Results of an individual patient data pooled analysis reported at RCT Connect
An individual patient data pooled analysis comparing the use of bivalirudin versus heparin in heart attack patients undergoing percutaneous coronary intervention (PCI) found that bivalirudin use was associated with similar overall rates of 30-day mortality across all heart attack patients, but lower rates of serious bleeding events. Moreover, mortality was reduced in patients with ST-segment elevation myocardial infarction (STEMI) who were treated with a post-PCI bivalirudin infusion.
Findings were reported today at TCT Connect, the 32nd annual scientific symposium of the Cardiovascular Research Foundation (CRF). TCT is the world's premier educational meeting specializing in interventional cardiovascular medicine.
Numerous randomized trials have examined the outcomes of anticoagulation with bivalirudin vs. heparin in patients undergoing PCI. These studies have reported conflicting results given varying patient populations, study designs (including access site, use of GPIIb/IIIa inhibitors with heparin and varying regimens of post-PCI bivalirudin infusions), sample size, endpoints, and follow-up durations. Study-level meta-analyses have been unable to address these limitations, nor can they evaluate events over time, perform multivariable adjustment, or examine outcomes in important subgroups.
In this analysis, researchers pooled the individual patient data from all eight randomized clinical trials of bivalirudin vs. heparin in patients with myocardial infarction (MI) (STEMI, or non-STEMI [NSTEMI]) undergoing PCI that enrolled 1,000 or more patients: MATRIX, VALIDATE-SWEDEHEART, EUROMAX, BRIGHT, HEAT-PPCI, ISAR-REACT 4, ACUITY, and HORIZONS-AMI. The final study cohort included 27,409 patients (13,346 randomized to bivalirudin and 14,063 randomized to heparin); 15,254 had STEMI and 12,155 had NSTEMI.
The pre-specified primary effectiveness endpoint was the 30-day risk of all-cause mortality and the primary safety endpoint was the 30-day risk of serious bleeding (TIMI major or minor if available; alternatively, BARC type 3 or 5).

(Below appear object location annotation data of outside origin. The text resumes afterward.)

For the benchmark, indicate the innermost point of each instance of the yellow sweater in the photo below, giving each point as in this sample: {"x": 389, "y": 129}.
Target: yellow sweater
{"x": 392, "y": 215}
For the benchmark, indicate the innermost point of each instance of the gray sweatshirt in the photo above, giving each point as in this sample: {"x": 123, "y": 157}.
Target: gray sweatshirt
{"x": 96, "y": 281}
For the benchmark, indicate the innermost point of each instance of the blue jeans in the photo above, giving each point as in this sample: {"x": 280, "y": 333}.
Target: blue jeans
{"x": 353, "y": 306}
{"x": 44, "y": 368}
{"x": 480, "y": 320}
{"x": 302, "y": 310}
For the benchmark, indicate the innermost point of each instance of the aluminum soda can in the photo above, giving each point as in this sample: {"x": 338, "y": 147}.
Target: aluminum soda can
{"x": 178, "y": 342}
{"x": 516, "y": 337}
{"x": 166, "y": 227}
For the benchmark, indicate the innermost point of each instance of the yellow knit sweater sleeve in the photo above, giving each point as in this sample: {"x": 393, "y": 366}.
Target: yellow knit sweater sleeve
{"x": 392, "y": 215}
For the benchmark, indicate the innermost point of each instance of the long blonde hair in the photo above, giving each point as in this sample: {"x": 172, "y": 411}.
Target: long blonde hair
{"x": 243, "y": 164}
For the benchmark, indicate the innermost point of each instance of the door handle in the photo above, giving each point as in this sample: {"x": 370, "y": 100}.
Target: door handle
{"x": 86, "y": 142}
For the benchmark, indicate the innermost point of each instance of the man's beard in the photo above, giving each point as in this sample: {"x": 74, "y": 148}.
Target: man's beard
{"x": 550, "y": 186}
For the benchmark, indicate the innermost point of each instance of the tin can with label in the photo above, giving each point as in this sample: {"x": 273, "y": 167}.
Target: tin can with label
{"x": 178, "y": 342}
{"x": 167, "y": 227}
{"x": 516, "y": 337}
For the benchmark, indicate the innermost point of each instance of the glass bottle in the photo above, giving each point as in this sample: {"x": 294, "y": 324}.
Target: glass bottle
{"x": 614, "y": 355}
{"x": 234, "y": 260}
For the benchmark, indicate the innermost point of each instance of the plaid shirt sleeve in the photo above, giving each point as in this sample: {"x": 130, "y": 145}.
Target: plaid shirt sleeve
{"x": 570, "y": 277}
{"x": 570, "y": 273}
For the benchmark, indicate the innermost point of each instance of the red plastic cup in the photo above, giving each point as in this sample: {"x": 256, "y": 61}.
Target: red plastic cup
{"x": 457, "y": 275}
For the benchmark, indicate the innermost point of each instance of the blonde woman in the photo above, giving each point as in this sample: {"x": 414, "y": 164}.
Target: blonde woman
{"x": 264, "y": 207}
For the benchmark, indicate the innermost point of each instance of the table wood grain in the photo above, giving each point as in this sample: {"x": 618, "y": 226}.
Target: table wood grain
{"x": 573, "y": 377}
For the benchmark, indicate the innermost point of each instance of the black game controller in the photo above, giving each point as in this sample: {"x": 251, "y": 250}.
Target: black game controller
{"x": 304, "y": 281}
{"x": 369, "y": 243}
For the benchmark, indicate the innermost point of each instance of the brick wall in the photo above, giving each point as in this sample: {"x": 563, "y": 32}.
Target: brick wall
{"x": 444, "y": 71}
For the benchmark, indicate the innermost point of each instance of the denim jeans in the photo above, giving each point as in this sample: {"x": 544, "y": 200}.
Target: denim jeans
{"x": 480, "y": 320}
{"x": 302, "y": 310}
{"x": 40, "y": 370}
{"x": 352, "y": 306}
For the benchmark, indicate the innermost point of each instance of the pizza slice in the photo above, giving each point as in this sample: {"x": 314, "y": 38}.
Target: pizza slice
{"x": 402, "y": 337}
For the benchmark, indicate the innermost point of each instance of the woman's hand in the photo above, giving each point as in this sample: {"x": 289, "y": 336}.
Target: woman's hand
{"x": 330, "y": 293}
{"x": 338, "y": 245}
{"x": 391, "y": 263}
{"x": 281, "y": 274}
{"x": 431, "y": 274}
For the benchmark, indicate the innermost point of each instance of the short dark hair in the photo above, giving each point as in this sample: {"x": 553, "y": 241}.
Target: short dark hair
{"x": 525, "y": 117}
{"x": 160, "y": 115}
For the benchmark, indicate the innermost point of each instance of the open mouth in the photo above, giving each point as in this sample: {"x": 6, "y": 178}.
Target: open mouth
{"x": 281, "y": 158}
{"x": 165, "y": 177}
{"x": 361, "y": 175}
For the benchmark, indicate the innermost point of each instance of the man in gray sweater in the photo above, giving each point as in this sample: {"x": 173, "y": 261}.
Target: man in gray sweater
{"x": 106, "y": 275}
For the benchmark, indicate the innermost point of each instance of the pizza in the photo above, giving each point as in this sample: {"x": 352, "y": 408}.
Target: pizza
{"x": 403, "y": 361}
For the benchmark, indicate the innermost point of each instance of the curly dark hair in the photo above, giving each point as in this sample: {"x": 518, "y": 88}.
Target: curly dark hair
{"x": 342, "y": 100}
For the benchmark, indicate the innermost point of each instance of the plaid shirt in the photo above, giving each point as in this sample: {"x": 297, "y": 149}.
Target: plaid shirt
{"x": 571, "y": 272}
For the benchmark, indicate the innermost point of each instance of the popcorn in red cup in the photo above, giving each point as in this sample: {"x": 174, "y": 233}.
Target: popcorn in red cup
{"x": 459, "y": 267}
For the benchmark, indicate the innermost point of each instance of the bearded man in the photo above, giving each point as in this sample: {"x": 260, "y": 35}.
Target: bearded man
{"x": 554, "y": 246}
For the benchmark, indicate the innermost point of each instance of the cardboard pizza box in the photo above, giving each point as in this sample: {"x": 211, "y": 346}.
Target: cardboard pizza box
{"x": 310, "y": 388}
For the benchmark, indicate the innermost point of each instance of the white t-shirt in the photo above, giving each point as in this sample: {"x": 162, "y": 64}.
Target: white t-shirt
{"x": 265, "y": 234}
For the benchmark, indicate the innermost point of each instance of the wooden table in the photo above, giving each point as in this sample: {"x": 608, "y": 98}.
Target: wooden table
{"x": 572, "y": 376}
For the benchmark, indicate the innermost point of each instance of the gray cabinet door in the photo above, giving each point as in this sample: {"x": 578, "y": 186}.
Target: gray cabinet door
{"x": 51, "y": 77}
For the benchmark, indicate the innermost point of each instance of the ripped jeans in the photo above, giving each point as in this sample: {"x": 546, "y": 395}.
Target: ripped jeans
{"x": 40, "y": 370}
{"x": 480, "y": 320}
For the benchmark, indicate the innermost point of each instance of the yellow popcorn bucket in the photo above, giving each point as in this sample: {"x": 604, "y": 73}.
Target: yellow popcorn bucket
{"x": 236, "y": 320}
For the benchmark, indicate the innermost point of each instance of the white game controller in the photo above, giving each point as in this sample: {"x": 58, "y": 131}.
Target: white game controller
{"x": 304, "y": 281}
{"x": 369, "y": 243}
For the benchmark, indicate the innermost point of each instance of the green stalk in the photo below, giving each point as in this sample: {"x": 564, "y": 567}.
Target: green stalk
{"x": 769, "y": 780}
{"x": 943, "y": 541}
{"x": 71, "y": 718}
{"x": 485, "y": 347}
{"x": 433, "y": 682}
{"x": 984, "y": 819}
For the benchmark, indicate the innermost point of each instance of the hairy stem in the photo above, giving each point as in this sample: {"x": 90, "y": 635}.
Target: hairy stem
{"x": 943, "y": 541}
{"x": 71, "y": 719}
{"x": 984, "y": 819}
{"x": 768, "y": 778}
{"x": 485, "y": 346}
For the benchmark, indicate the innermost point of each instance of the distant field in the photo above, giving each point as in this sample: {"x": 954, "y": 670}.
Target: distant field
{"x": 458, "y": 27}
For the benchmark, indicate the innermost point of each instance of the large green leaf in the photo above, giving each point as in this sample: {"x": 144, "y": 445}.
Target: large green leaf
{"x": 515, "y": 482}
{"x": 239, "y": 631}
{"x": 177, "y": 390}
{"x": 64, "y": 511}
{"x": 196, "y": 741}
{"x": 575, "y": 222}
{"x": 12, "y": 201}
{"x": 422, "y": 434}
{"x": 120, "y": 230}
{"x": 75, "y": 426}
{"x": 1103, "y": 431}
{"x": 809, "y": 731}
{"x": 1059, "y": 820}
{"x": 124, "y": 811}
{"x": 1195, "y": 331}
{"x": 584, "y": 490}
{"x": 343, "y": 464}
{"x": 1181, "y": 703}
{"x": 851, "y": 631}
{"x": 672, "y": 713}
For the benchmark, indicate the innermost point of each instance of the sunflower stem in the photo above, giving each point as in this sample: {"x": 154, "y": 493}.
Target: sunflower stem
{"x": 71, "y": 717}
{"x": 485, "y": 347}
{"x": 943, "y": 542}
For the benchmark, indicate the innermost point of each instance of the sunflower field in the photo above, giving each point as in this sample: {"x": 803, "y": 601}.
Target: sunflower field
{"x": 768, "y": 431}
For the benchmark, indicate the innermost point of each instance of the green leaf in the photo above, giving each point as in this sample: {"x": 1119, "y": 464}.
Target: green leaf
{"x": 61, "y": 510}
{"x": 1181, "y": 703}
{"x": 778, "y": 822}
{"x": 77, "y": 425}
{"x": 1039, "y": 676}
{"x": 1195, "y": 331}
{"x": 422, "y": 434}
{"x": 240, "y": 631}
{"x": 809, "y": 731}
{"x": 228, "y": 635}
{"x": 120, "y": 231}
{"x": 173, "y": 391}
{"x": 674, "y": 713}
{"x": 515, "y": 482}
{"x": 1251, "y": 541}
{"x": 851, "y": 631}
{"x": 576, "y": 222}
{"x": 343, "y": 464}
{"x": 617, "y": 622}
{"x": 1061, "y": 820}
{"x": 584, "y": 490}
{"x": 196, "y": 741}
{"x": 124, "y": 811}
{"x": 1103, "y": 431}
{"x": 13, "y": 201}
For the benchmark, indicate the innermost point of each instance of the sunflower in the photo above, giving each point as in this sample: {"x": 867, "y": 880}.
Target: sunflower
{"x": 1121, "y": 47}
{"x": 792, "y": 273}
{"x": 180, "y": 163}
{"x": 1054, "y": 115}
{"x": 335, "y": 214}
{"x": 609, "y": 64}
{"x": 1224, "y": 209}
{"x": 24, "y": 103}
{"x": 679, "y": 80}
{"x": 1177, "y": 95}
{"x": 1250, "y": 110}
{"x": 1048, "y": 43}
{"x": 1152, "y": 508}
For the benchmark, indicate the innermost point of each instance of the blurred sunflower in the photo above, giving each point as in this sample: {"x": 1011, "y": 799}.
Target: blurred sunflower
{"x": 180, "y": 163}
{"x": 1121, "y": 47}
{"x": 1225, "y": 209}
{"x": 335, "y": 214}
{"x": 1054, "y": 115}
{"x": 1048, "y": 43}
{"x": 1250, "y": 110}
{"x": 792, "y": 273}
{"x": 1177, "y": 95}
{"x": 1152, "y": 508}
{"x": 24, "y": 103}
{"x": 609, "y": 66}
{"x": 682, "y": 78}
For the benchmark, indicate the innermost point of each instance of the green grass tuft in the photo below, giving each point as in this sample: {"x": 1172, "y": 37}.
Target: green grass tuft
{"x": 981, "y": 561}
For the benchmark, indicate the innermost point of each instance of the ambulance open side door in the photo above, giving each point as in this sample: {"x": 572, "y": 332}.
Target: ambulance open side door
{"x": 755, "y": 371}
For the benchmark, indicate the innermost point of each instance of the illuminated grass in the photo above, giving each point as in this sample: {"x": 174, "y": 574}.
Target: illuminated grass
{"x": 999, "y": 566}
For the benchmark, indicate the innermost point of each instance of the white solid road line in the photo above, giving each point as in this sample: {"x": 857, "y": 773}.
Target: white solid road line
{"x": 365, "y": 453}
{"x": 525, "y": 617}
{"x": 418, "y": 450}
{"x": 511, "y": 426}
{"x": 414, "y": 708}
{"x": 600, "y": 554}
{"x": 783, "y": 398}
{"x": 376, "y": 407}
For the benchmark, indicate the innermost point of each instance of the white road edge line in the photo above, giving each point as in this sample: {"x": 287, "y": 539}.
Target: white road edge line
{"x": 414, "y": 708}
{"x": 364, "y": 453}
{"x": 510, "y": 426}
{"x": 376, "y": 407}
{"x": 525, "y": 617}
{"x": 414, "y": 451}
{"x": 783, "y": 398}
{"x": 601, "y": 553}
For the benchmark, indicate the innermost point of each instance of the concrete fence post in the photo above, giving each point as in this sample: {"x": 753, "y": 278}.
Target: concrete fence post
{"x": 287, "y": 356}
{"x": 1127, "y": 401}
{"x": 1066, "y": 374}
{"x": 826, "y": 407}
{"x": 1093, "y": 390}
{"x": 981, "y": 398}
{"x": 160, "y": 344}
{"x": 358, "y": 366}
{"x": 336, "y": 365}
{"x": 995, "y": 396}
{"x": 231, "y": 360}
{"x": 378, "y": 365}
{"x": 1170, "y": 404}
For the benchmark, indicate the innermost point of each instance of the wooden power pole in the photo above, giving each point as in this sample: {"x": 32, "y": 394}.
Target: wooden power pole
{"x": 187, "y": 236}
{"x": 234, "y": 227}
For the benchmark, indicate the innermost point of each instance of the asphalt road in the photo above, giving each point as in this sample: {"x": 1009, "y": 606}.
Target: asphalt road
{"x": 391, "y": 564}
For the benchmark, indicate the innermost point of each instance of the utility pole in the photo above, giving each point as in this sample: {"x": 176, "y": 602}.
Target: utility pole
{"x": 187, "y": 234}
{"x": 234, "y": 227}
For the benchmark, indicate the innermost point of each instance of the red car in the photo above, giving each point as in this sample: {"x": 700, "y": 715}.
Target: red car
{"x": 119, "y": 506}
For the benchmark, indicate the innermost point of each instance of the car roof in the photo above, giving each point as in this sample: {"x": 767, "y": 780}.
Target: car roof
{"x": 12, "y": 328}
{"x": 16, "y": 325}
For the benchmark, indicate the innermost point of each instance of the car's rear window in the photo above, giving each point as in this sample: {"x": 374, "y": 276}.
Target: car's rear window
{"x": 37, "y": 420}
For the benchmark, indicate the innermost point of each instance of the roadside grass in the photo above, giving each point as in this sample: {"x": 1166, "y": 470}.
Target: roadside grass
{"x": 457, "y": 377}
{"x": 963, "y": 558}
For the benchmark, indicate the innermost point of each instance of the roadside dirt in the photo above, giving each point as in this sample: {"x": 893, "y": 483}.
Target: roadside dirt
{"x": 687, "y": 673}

Overall, bivalirudin was associated with similar rates of 30-day mortality (1.9% vs. 2.1%, HR 0.91, 95% CI 0.75-1.10) and lower rates of serious bleeding (3.4% vs. 5.7%, HR 0.60, 95% CI 0.52-0.68). Further analyses were performed stratified by presentation (STEMI or NSTEMI). In STEMI patients, all-cause mortality was lower with bivalirudin use compared to heparin use (2.5% vs. 2.9%, HR 0.80, 95% CI, 0.64, 1.01). The mortality rates were substantially reduced with bivalirudin when a post-PCI bivalirudin infusion was used (HR 0.67, 95% CI, 0.50, 0.89). Serious bleeding was also lower with bivalirudin use (3.5% vs. 6.0%, HR 0.57, 95% CI, 0.47, 0.68). In NSTEMI patients, bivalirudin use and heparin use had similar rates of mortality (1.2% vs. 1.1%, HR 1.21, 95% CI, 0.84, 1.73), although bivalirudin use was also associated with lower rates of serious bleeding (3.3% vs. 5.3%, HR 0.63, 95% CI, 0.52, 0.76).
"This individual patient data pooled analysis aimed to determine the optimal anticoagulant to be used during PCI in patients with AMI," said Gregg W. Stone, MD. Dr. Stone is Director of Academic Affairs, Mount Sinai Heart Health System and Professor of Medicine at The Zena and Michael A. Wiener Cardiovascular Institute of the Icahn School of Medicine at Mount Sinai. "In patients with STEMI undergoing primary PCI, bivalirudin use was associated with reductions in the 30-day rates of mortality, serious bleeding and NACE, despite increased rates of MI and stent thrombosis compared with heparin. The mortality benefit of bivalirudin in STEMI was pronounced in patients treated with a post-PCI bivalirudin infusion (low-dose or high-dose); a high-dose infusion mitigated the MI and stent thrombosis risk."
"In patients with NSTEMI undergoing PCI, bivalirudin use was associated with a reduction in the 30-day rate of serious bleeding but similar rates of mortality, MI, and stent thrombosis compared with heparin," Dr. Stone added.